Updates on the overseas employment front

AS we enter the ninth month of the global pandemic, barely anyone at the highest policy level has mentioned the recruitment industry as among the worst hit. Perhaps, some of them have yet to take the overseas recruitment industry seriously, as a business, because, well, there have always been too much drama and complex issues that come with having people as both clients and “products.” There is no doubt, however, that both the land-based and sea-based agencies are absorbing humongous overhead costs while waiting for the situation to normalize.

Here is an excerpt from a letter addressed to Labor Secretary Silvestre Bello III from the Association for Professionalism in Overseas Employment, an elite organization composed of presidential awardees from the land-based recruitment sector, itemizing concerns over our country’s diminishing competitive advantage in the labor migration sphere:

1.  “It takes a week or two to secure a manual OEC [“overseas employment certificate”]. Given the deployment ban on health-care workers, in-house processing of OEC will not proceed unless the job order is revalidated at Philippine Overseas Employment Administration manually. The process involves submission of letter and support documents [signed offer letter and POEA-approved employment contract, passport and visa copies] which pass through channels.”

2.  “Employment contracts of long time Principals or new multi-national/global Employers are modified, and in many cases, with installment deficiency notices during the process.”

3.  “Foreign principals that do not have a registered business office/entity in the country of work is not allowed and/or takes too much time, for approval. In spite of the justification presented and/or explained, yet no concrete answer as to why it is not allowed.”

4.  “In the multi accreditation process, POEA requires certification from its Adjudication Office that the Principal/Employer is not suspended or disqualified under POEA rule. This is on top of the other external clearances from the former agency/ies or RTC that no pending case was filed against the Principal/Employer. The new agency applying for accreditation has to secure the certification from the Adjudication Office for this matter, which eats up additional time in view of paperwork and formalities. We wonder why the POEA database does not automatically capture the status of the Principal/Employer for clearances and certifications such as this.”

5. “From the supposed and usual minimum four years validity of accreditation, some Principals were granted a shorter period.”

6.  “Even prior to the pandemic, securing appointment at POEA is an extreme hassle, entailing written requests and weeks of waiting for confirmation.”

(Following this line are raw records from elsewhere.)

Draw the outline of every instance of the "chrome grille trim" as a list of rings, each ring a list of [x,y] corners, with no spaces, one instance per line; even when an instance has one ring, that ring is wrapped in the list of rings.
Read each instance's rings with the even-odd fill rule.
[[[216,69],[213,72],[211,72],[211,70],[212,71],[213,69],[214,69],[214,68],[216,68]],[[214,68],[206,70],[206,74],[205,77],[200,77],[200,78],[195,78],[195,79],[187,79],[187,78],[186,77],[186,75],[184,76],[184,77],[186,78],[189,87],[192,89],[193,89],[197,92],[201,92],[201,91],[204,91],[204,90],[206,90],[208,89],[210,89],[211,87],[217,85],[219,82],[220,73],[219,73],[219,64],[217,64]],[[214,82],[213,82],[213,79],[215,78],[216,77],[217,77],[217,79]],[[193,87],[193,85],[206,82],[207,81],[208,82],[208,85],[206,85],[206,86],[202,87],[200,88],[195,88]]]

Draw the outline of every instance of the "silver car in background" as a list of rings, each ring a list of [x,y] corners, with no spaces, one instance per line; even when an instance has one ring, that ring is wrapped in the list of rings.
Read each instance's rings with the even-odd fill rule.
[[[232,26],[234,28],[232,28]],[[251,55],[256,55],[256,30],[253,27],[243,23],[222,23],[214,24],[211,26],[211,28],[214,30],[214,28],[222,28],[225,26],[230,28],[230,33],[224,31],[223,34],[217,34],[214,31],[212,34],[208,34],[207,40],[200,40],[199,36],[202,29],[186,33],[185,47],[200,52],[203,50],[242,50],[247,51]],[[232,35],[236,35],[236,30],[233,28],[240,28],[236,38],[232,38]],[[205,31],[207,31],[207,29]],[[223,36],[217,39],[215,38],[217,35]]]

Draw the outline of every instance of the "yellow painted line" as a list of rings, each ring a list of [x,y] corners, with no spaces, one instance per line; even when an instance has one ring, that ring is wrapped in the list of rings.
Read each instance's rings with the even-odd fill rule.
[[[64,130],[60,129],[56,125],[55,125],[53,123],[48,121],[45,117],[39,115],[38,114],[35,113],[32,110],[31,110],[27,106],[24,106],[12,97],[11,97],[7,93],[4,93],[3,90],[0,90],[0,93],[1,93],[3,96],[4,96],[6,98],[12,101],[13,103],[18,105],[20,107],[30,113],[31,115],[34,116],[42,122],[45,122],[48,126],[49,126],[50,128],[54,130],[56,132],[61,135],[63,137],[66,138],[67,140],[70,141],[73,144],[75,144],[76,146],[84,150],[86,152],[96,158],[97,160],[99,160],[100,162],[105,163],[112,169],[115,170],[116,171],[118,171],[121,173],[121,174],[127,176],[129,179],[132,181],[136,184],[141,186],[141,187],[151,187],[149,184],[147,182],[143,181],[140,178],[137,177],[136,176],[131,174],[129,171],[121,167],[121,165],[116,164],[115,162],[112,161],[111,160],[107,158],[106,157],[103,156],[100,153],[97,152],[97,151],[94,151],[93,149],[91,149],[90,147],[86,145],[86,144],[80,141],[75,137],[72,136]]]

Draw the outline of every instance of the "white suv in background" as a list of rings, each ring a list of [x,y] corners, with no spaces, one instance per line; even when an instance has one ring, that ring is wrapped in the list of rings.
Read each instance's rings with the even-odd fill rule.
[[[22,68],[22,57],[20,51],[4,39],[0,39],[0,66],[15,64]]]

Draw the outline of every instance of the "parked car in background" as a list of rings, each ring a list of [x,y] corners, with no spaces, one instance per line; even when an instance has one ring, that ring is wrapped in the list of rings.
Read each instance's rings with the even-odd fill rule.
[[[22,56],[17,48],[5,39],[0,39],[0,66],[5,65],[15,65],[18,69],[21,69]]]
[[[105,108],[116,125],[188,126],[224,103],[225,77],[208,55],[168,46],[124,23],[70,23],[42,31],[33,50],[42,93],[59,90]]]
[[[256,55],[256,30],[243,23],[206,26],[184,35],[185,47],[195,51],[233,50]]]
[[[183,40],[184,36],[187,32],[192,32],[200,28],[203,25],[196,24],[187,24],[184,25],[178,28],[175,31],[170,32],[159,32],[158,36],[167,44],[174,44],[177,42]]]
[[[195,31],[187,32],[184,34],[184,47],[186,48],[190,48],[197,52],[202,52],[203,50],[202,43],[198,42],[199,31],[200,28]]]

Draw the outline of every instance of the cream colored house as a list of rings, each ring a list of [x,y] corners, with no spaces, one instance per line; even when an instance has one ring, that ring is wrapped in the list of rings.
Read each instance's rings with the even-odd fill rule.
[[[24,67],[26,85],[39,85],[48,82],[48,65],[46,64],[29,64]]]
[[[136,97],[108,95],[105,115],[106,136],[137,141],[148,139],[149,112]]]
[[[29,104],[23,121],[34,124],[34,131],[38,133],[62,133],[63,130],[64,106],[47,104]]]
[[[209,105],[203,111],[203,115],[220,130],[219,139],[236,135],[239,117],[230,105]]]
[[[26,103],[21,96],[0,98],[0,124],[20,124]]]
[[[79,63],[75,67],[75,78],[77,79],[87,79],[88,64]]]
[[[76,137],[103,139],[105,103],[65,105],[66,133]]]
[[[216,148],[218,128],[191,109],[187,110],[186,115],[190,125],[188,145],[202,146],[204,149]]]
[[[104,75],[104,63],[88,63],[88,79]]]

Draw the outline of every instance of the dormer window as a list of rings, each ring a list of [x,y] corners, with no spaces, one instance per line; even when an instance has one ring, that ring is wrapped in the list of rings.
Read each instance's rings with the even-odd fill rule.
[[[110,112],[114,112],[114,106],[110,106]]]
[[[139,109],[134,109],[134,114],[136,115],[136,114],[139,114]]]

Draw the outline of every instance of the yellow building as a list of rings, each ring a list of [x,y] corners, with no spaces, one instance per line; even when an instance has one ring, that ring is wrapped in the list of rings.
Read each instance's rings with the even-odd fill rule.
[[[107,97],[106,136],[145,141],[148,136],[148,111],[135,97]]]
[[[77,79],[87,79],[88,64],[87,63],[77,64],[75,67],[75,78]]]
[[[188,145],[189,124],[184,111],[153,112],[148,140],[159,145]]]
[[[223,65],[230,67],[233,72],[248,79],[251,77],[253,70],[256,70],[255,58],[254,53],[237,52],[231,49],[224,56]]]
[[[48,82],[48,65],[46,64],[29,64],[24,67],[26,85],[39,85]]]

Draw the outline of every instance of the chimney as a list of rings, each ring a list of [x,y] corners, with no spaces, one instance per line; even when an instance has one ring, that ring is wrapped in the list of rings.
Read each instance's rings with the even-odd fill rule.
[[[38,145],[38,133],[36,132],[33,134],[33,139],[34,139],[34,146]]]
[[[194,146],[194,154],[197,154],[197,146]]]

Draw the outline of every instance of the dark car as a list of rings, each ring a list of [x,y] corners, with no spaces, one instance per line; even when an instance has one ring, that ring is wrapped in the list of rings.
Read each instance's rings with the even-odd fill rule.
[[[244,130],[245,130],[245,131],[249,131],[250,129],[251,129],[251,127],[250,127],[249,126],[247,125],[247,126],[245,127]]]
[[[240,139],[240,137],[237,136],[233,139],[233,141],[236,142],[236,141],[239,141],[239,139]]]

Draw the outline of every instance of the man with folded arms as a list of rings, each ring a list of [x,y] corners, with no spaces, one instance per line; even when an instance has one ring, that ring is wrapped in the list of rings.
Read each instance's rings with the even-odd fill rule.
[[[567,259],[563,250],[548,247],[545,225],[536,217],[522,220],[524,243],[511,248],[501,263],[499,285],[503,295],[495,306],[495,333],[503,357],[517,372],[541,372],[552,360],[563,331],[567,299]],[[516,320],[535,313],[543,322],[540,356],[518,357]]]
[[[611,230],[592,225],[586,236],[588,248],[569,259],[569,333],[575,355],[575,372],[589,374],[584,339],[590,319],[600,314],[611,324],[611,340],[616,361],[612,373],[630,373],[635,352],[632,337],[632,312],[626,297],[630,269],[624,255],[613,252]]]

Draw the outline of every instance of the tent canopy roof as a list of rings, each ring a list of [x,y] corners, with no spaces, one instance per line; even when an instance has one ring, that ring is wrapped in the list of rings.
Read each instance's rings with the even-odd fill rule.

As a labor advocate, I know that behind every unusually delayed work contract is an anxious and over-burdened worker. When the licensed agency is in fact a presidential awardee, then very little should change despite the Covid-19 pandemic. By now, many government and corporate offices have adapted quite well, and have even emerged with a sharper mastery and focus of their key core functions. I hope that with the recent reshuffling of POEA directors, and given POEA Administrator Bernard Olalia’s excellent rapport with stakeholders, that these pending concerns will soon be resolved.

Meanwhile, overseas employment’s fate also hinges on whether the entire structure itself of the program will be revised according to the bill filed by Senator Bong Go, soon to be certified as urgent.

Under Senate Bill 1835, the POEA and the Overseas Workers’ Welfare Administration (OWWA) will be attached to the new department to be named as the “Department of Overseas Filipinos.” The bill responds to questions regarding the need for such a department, which amounts to admitting that overseas employment has become a permanent economic policy of the State.

“The State’s overseas employment program rests solely on the assurance that the dignity and human rights of OFWs shall neither be compromised or violated. Towards this end, the State shall continually aim to make overseas employment a choice of last resort and not as a necessity for every Filipino citizen.”

It envisions a department with a Secretary assisted by four undersecretaries, who must all be lawyers that have been practicing for at least five years. These offices of the undersecretaries are:

  • Office of the Undersecretary for Administration and Finance.
  • Office of the Undersecretary for Foreign Employment.
  • Office of the Undersecretary for Assistance to Overseas Filipinos in Distress.
  • Office of the Undersecretary for Policy, Treaties, International Agreements and Special Concerns.

Instead of the current structure of having an Assistance-to-Nationals Unit and Philippine Overseas Labor Office in an embassy, the bill seeks to integrate all staff and functions under the Assistance-to-Nationals  office. This office shall absorb all the powers, functions and personnel of the POLO, existing ATN units of the DFA, and even the social welfare attaches and services of the DSWD overseas.

The good news is that, once this bill is passed, it will streamline all services for OFWs under one roof and with one Cabinet Secretary as its champion. Interesting times lie ahead for the overseas employment sector. Interesting is one word, risky is another. Right now, we are losing labor markets left and right, not by design, but simply by default. I pray for better times ahead, for all sectors, including overseas employment.